Saturday, August 19, 2006

Why this how question is important

My name is Dean Villa. I am a former Peace Corps volunteer. I served in Mongolia as a volunteer between June of 2000 until June of 2002. After that, I taught at a a private school for another two. I also sometimes work as a guide/ interpreter. Now I'm back in Mongolia teaching English at a Russian school. Ultimately I want to work in educational exchange and if possible live in both countries. If I can get the right kind of job, I plan on living sometimes in Mongolia and sometimes in the United States.

I want this blog to be informative, funny, and practical. I've helped lots and lots of tourists in the last 6 months after recently returning. I have also helped my best Mongolian friend, Serdamba. He works as a guide in the summer and a teacher during the school year, however, this fall he'll be studying for his Phd in educational studies. One really awesome English recently married couple got me into blogging. I visited their blog and and found out how to create my own blog and that brings us up to the present moment. They noticed something most travellers to Ulaanbaatar/ Mongolia notice. It can be an adventure crossing the street in UB and that is how I came up with the title. There is really so much more that makes life difficult here, and yet if one learns some basic Mongolian phrases and modifies one's perspective these little difficulties aren't impossible to deal with. In addition to crossing the street other difficulties include finding a restaurant, ordering food in a Mongolian restaurant, finding a phone, making a phone call, dealing with health issues, travelling in Ulaanbaatar, and sometimes just plain having fun. Some of these issues come about by peoples' personal preference, temperate, personality and the like. Others come about because of the fact that Mongolia is a developing country and that the infrastructure is always in a state of change. Where to find wet wipes for example? Ibuprofren can be found but where? Where can you find a good bar or restaurant that isn't packed with expats and yet has good food, beer, and at the same time is safe? It is possible to find such places. Recently after spending sometime in the UB Guesthouse I noticed some people who were just hanging around the guesthouse watching movie after movie. They were bored because they didn't know where to go, where the good places are, where the safe places are; I am an enemy of boredom.

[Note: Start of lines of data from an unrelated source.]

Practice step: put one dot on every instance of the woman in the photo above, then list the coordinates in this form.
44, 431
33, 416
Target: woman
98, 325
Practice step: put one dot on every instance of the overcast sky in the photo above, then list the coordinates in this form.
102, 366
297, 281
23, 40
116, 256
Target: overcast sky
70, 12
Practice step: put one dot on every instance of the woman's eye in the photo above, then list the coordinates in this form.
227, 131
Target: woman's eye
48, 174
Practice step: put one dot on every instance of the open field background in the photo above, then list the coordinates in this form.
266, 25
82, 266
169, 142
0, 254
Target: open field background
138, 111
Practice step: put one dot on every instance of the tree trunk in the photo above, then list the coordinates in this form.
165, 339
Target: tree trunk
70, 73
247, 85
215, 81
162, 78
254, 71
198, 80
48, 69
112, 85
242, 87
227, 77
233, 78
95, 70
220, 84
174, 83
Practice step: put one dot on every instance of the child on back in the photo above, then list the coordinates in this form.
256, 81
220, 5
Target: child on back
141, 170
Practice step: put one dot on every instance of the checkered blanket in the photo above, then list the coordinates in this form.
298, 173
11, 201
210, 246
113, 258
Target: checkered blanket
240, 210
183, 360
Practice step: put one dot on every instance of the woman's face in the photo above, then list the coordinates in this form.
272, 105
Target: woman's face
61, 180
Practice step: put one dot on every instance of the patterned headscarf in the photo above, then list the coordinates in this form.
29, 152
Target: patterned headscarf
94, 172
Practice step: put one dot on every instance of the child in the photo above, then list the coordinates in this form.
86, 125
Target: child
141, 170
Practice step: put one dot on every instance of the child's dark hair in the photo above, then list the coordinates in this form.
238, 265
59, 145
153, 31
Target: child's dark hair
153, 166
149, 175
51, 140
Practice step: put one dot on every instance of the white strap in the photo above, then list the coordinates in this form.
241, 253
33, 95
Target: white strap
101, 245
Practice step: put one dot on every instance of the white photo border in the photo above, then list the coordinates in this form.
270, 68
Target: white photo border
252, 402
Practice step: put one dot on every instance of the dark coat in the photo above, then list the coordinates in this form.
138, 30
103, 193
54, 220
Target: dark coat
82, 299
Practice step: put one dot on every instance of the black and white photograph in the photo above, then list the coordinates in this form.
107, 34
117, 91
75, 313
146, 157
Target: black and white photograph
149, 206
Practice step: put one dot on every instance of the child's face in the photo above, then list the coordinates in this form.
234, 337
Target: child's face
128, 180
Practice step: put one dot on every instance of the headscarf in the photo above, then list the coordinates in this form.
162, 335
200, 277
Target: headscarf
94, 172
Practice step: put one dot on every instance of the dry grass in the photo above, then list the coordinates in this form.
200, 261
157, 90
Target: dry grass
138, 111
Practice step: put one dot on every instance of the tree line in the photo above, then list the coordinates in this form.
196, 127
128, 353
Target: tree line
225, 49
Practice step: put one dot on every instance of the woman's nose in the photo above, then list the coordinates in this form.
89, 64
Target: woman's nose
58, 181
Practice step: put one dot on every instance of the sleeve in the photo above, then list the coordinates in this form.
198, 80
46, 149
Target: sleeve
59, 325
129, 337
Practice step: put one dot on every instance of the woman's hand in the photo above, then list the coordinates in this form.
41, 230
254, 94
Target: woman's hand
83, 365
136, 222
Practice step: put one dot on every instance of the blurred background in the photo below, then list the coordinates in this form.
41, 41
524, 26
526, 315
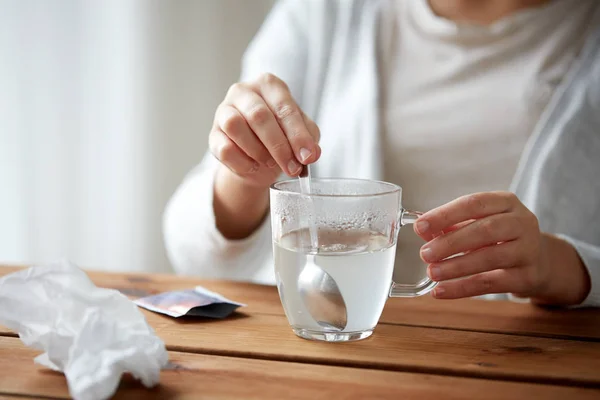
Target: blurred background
104, 106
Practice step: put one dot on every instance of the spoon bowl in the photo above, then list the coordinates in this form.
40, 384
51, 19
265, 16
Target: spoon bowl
322, 297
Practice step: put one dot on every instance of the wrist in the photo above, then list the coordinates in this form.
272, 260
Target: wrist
565, 280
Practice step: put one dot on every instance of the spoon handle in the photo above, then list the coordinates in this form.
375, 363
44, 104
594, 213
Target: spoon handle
305, 188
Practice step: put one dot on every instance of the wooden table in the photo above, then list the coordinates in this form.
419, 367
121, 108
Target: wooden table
422, 348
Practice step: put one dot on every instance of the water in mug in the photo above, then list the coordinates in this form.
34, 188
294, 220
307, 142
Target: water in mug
360, 261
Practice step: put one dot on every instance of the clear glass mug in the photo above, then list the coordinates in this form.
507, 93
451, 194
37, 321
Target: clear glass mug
334, 288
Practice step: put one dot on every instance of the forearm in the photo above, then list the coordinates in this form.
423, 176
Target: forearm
568, 282
239, 208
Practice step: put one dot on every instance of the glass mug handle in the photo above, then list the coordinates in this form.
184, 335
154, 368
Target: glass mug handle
411, 290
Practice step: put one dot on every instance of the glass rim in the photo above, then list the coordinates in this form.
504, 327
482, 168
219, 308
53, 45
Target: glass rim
393, 188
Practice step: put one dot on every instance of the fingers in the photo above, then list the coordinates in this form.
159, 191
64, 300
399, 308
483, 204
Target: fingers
474, 206
505, 255
496, 281
264, 125
481, 233
226, 151
231, 122
289, 116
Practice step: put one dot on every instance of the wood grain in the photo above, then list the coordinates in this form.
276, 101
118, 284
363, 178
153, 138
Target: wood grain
393, 347
467, 314
192, 376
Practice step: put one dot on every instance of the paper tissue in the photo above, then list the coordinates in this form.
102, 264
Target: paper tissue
90, 334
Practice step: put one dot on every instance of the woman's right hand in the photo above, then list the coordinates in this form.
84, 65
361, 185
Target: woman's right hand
259, 131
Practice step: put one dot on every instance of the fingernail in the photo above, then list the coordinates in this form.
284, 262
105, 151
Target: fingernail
434, 272
254, 168
426, 253
293, 167
304, 154
422, 226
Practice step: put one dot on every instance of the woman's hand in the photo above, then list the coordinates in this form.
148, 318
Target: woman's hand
491, 243
259, 131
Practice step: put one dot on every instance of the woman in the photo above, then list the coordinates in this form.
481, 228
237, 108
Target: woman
458, 101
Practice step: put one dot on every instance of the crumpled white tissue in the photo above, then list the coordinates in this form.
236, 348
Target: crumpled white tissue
90, 334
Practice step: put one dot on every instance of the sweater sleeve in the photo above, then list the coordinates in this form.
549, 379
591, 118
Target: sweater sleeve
193, 243
590, 255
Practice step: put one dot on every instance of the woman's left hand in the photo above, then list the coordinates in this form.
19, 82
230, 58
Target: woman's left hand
493, 243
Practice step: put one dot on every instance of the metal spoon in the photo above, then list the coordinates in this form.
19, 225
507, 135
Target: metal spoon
322, 296
319, 292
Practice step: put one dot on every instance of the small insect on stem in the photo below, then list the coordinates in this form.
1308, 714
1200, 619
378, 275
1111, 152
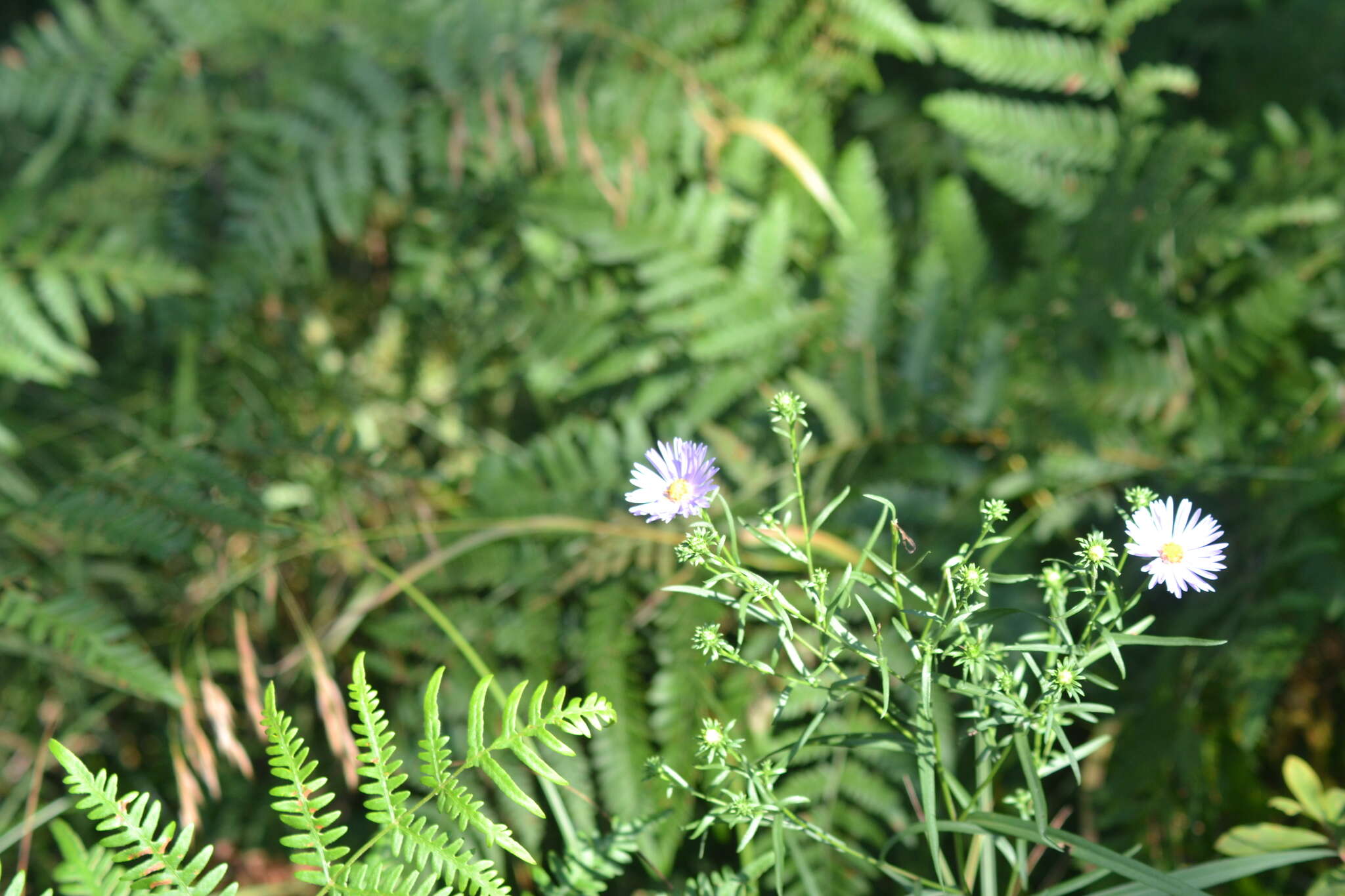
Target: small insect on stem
907, 542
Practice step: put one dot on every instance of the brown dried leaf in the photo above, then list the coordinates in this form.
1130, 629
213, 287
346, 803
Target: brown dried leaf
248, 673
200, 752
221, 714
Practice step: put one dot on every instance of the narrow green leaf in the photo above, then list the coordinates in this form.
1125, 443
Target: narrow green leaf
1084, 849
1029, 773
1224, 870
1165, 641
1306, 788
1268, 837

Tim and Sam the English couple are travelling around the world for their honeymoon. They're perfecting skills they learned in England. Horseback riding and moutaineering. they're travelling around to countries to learn how local people in certain countries have perfected these skills. So they are trekking in the Himalayas; that is the Pakistan portion of the journey. The horseback riding portion included Mongolia. They were told by my friends who are a bunch of herders living in Khuvsgol Aimag that they are now quite good. Tim and Sam became my friends too.

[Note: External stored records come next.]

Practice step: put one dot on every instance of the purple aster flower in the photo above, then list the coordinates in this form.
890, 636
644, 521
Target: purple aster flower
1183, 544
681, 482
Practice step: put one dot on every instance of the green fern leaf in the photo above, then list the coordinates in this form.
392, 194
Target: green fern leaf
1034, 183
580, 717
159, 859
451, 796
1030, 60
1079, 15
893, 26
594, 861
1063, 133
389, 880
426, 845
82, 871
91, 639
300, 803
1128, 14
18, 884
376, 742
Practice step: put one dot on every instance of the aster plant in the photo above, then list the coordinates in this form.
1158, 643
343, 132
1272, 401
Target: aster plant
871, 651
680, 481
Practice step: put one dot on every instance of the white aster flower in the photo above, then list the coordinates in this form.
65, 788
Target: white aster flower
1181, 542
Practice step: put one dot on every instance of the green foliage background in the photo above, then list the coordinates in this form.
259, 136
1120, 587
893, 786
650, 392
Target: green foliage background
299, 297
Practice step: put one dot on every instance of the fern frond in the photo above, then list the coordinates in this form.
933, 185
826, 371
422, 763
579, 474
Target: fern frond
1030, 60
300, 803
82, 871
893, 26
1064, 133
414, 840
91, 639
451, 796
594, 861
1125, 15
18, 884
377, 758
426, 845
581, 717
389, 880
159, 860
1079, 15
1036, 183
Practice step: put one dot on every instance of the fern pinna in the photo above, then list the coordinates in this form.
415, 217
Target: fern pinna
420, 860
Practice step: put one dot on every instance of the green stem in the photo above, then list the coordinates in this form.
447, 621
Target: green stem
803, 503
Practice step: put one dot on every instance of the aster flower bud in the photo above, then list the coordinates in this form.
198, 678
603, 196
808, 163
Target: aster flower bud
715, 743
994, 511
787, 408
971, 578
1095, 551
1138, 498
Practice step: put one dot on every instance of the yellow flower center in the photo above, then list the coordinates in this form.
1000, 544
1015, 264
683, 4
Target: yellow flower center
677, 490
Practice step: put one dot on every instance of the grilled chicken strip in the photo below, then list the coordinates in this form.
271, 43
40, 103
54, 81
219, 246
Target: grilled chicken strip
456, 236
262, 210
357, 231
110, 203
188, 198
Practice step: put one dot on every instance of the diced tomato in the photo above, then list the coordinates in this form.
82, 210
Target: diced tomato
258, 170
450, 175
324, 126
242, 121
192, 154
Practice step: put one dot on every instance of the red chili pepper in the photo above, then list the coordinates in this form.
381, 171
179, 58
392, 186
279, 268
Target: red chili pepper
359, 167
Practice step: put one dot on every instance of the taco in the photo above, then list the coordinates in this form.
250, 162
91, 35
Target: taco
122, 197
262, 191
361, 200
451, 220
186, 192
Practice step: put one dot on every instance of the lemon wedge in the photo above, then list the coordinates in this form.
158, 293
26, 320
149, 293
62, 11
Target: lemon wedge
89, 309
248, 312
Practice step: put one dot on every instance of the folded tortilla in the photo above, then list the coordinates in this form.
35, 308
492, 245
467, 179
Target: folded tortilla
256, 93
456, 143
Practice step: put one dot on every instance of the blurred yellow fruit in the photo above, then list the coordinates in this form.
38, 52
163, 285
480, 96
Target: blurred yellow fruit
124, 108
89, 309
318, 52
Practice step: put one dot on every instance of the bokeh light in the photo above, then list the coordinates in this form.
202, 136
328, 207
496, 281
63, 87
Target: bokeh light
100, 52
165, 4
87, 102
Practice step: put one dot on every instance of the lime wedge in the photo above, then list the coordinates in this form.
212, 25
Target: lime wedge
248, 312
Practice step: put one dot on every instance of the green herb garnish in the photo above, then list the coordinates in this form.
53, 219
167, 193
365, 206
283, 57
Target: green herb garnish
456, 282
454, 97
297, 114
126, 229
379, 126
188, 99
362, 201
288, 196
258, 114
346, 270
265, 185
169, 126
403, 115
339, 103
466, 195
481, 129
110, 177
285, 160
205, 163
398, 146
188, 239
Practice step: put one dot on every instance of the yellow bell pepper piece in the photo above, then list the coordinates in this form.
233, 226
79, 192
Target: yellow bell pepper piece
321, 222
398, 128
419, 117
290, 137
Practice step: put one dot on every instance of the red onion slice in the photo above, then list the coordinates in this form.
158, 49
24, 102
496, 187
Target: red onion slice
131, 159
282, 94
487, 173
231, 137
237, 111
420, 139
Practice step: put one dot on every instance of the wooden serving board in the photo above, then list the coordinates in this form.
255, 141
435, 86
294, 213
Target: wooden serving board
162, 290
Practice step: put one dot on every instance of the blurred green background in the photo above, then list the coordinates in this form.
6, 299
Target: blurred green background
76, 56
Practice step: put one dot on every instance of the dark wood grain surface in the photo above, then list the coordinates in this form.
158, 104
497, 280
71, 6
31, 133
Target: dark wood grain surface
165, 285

My hobbies include travelling, exploring, learning foreign languages, swimming, hiking, reading books, and watching movies.

2 Comments:

Blogger Dean said...

Hey Ariel,

The pictures are forthcoming. I'll let you know via email if you don't see them up. Roland and I are going to meet the new boss today.

----Dean

9:18 PM  
Blogger Dean said...

The search for Energy!

So it was in May of 2003 that I needed to buy some Double A batteries as my father, sister, and her boyfriend were travelling to Mongolia to visit me. I was looking forward to the visit and wanted to take lots of photos
snag-free in the countryside. So I went to the 3rd floor of the State Department Store which is usually where one can find technical stuff. Mongolians tend to do one of two things when encountered with a situation they don't know the answer to; they either A) point the foreigner in any direction or B) call the nearest co-worker who they think may know more English than they do.
So I was walking around the 3rd Floor and asked a young woman in English and Mongolian where can I find this kind of battery. I did this while holding up a used Double A battery. She said "tishee" which means that way. I walked to the end of that aisle. I had not seen any batteries so I asked the next young woman. She also shook her head and said "tishee." I turned 90 degrees to the right and walked to the end of that aisle. I asked the third young woman and asked her as well. She gave me the aforementioned answer. I turned to the right for the third time and walked to the end of aisle to have the fourth young woman tell me the same thing. Before talking with the first young woman once more, I even walked a bit around the center of the third floor; I could not find Double A batteries. Finally, I returned to the first young woman and told her how I traced a perfect square around the third floor of the State Department Store. I mentioned how she and 3 other women told me "tishee" and gestured to walk around over there. She covered her mouth and started laughing.

She asked a co-worker for some help. After receiving some keys from her co-worker, she ended up taking me to an opaque cabinet next to the washing machines and un-locked it. I don't understand the relationship of batteries to non-battery operated washing machines but I found what I was searching for.

Strangely enough it is far easier to find batteries now in the State Department Store. One need only look for the digital cameras and the batteries are still in a locked display case. now you can see them though.